“Sabes, um minuto aqui custa biliões.”
Uma campainha toca, faz-se silêncio e as pessoas juntam-se à volta da câmara central da Bolsa de Roma onde se anuncia um minuto de silêncio em memória de um corretor de bolsa, fulminado por um ataque cardíaco. Um enxame de telefones invade o grande salão. Alguns corretores impacientes fazem contas ao dinheiro que estão a perder. Outros dão-se ao momento e carregam um ar pesaroso. O minuto termina, os telefones calam-se para mais não serem ouvidos, e a gritaria volta a ecoar, as transações voltam a ser feitas. O fluxo volta a correr.
Esta sequência da bolsa de L’Eclisse (1962), de Michelangelo Antonioni, revela a emergência de uma sociedade em que os fluxos de capital são contínuos e invadem as relações sociais através dos meios de comunicação de massas, que trabalham uma economia libidinal – através da des-subjetivação e da colonização do desejo – para a exploração hiperindustrial até ao último reduto da intimidade. Um processo que avança de forma ininterrupta, excetuando a breve pausa de respeito pela morte de um colega, que aponta para a pressão que este funcionamento das coisas (por via dos mercados) coloca sobre os sujeitos.

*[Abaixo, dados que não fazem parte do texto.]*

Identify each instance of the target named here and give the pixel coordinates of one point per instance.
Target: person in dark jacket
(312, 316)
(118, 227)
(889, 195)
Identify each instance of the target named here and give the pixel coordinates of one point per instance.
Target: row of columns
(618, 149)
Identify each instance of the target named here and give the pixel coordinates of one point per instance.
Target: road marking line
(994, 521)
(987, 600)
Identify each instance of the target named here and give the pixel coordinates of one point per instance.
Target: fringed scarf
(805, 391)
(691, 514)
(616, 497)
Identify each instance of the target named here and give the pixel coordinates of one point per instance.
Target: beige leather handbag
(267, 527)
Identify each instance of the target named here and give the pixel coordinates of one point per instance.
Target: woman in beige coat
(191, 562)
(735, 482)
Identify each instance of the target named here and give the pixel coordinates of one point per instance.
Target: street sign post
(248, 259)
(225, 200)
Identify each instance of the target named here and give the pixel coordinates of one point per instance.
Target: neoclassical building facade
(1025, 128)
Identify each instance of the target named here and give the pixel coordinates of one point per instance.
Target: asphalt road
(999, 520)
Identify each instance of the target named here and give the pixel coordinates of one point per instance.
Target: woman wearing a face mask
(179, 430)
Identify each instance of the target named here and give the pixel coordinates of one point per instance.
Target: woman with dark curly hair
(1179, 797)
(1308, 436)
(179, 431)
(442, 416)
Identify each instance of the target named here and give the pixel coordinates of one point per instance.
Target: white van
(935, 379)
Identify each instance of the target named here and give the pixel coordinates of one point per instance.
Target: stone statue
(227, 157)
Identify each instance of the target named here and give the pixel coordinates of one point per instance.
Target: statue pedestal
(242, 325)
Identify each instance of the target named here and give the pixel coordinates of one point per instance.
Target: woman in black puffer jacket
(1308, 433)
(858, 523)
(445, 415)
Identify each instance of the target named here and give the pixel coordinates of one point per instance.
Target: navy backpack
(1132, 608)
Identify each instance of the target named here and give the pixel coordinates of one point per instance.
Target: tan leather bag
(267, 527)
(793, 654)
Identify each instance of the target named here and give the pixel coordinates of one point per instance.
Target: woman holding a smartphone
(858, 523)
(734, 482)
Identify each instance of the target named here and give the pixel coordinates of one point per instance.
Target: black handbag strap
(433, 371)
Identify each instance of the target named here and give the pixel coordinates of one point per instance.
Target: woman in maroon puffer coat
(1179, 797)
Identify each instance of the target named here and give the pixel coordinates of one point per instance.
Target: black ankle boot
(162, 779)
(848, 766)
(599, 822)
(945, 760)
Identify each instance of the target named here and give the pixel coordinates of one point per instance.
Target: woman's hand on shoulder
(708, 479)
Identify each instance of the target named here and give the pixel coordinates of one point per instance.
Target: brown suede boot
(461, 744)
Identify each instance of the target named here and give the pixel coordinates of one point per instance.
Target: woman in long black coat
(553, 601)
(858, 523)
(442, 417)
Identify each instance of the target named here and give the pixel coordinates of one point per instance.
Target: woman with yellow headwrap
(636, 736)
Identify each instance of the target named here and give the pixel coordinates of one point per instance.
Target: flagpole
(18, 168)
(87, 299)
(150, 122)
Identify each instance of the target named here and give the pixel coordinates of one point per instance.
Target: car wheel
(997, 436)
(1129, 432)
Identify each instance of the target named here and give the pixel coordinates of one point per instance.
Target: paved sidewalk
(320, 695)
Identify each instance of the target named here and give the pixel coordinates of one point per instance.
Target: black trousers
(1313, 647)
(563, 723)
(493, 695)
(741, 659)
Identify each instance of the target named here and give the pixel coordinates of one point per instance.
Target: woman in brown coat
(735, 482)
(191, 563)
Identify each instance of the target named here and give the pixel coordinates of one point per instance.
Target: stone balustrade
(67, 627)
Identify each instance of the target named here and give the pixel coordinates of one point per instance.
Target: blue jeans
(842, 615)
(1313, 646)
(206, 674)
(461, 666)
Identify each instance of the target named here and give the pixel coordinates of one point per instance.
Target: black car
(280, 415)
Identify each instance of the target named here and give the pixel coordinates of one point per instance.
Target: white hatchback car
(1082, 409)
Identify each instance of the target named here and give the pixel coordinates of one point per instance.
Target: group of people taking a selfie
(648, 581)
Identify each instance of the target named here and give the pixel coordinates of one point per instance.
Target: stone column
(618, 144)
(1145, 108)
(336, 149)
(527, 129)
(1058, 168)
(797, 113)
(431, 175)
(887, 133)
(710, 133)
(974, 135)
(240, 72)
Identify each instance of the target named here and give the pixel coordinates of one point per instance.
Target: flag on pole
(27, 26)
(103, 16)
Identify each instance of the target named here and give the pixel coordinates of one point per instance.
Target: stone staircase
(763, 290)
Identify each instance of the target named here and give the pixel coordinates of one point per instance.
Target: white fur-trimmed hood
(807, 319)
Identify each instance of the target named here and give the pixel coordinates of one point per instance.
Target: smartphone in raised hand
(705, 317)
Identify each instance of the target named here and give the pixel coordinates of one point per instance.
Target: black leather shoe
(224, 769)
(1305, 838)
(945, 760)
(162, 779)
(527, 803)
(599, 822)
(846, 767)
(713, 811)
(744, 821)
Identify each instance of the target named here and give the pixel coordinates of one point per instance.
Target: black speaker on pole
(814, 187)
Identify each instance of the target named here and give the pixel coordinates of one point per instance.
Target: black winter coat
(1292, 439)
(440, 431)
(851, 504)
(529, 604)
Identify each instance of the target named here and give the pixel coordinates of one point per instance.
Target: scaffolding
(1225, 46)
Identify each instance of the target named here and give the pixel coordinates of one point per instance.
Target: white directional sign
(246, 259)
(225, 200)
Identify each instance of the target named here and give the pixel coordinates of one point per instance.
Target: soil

Se podemos argumentar pela impotência desta “suspensão” – esta breve interrupção do funcionamento dos mercados não significa o fim do capital –, também podemos entender nela um momento em que a positividade do pensamento unidimensional deixa entrever aquilo que suprime: a negatividade que questiona a ordem do estabelecido. Este ensaio propõe-se a pensar em algo semelhante: a possibilidade de a arte provocar uma suspensão no fluxo libidinal de imagens que sustenta e constrói o consumo e a produção contemporâneos, e que é por estes informado.
A imagem espetacular como produção de isolamento
Nos filmes de Antonioni, as representações de incomunicabilidade, os planos que separam ou fragmentam as personagens, a forma como estas entram e saem de plano em movimentos que desconstroem o espaço coexistem com representações de uma industrialização crescente, com uma natureza desencantada e as crises individuais dos personagens. Sem querer reduzi-los a isso, estes filmes são sintomas da dominação de uma economia de massas nas sociedades europeias e dos efeitos que ela provoca nas subjetividades dos indivíduos.
O grande progresso tecnológico dos séc. XX e XXI serviu para estabelecer um estado de “sobrevivência aumentada”, cujo objetivo não é “conter a privação”, mas diversificar e ampliar as necessidades das sociedades mais desenvolvidas (Debord, 2006: 778-779). A produção de grandes excedentes, de grandes desperdícios e da obsolescência programada tem como projeto social a manutenção das relações de classe e do sistema económico baseado na dominação e controlo. A melhoria das condições de vida obtida com a transição de um modelo disciplinar e fordista para um modelo positivista não pôs termo à exploração. Como nos lembra Byung Chul-Han (2014), o agente (direto) da exploração desloca-se, esta passa a ser autoimposta, mas não desaparece.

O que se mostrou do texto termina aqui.